When Lichtenstein burst onto the New York scene back in the early 1960s, tough guy abstract expressionists like Willem de Kooning and Jackson Pollock, splattering their emotions all over the canvas, were the rage.
Lichtenstein replaced their heat with cool.
"Those who had a negative reaction to his art, their main argument was, 'This is not art,'" said Isabelle Dervaux, curator of an exhibit of Lichtenstein's early drawings, which originated at the Morgan Library in New York this fall, and moves to Vienna, Austria at the end of the month.
She says that Lichtenstein, along with artists Robert Rauschenberg and Andy Warhol, turned images from popular culture into art. Its name: "Pop art."
"Throughout the art history, when an artist brings something so radically new, some people don't see it," Dervaux said.
Well, taking a look at some of Lichtenstein's earliest work, you can see their point. A couch? A BB gun? Not traditional subjects for art.
"There's different levels of humor," Mitchell Lichtenstein said. "There's the humor of just making a Donald Duck, or a Mickey Mouse, and lifting it into another realm of art."
Take his very simple drawing of a hand tracing the outline of a foot, inspired (says Dervaux) by a diagram from a mail order catalogue for shoes. "It's a very practical kind of drawing."
"And nobody thinks of that as 'art,'" said Moriarty.
"Exactly," said Dervaux.
Lichtenstein's work became more complex over the years, says his son, as he continued to question how we see the world.
For example, says Mitchell, why would we accept two simple lines - which could be a parenthesis and an apostrophe - as a nose?
While his art today is worth millions, you don't have to have a lot of money to appreciate it.
There are Lichtensteins at the airport in Columbus, Ohio . . . in Miami . . . and beneath Times Square, in the subway of New York. All you have to do is look up.
The mural right below 42nd Street was a gift from Roy Lichtenstein to the city's Arts for Transit program.
"Do you know how many times I've walked by this and never really thought about it?" said Moriarty.
"You're always just trying to not bump into people and get to your destination," said Mitchell.
So like his father, says Mitchell, to use clean futuristic images to gently poke fun at the swirling chaos below.

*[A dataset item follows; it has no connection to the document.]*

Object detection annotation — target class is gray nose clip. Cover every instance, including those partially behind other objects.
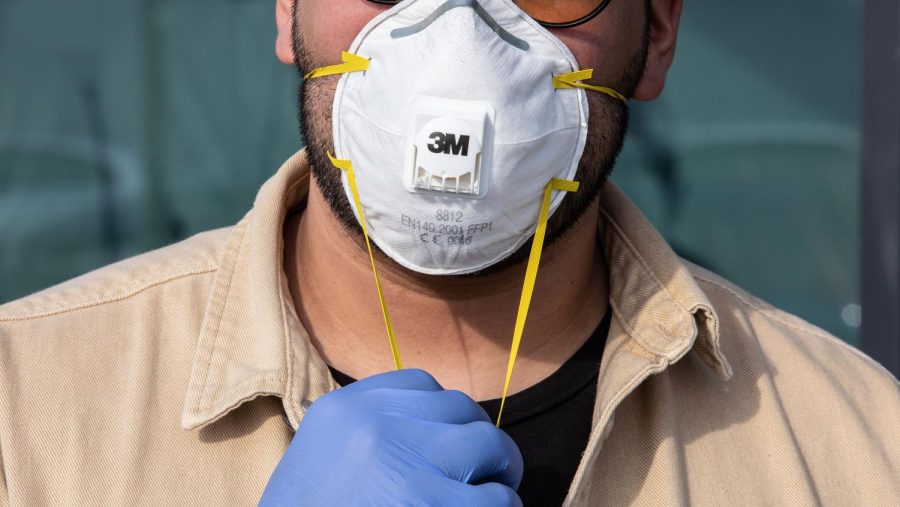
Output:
[391,0,529,51]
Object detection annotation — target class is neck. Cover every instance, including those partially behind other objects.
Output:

"I think people see the joy that is really behind his work," he said. "I think you feel his humanity, his humor and his kindness in his work, and people really respond to that, I think."
"Do you notice that whenever you talk about your father or your father's work, you just smile? You naturally smile?" Moriarty said.
"It makes me smile," he said. "I think it makes people smile."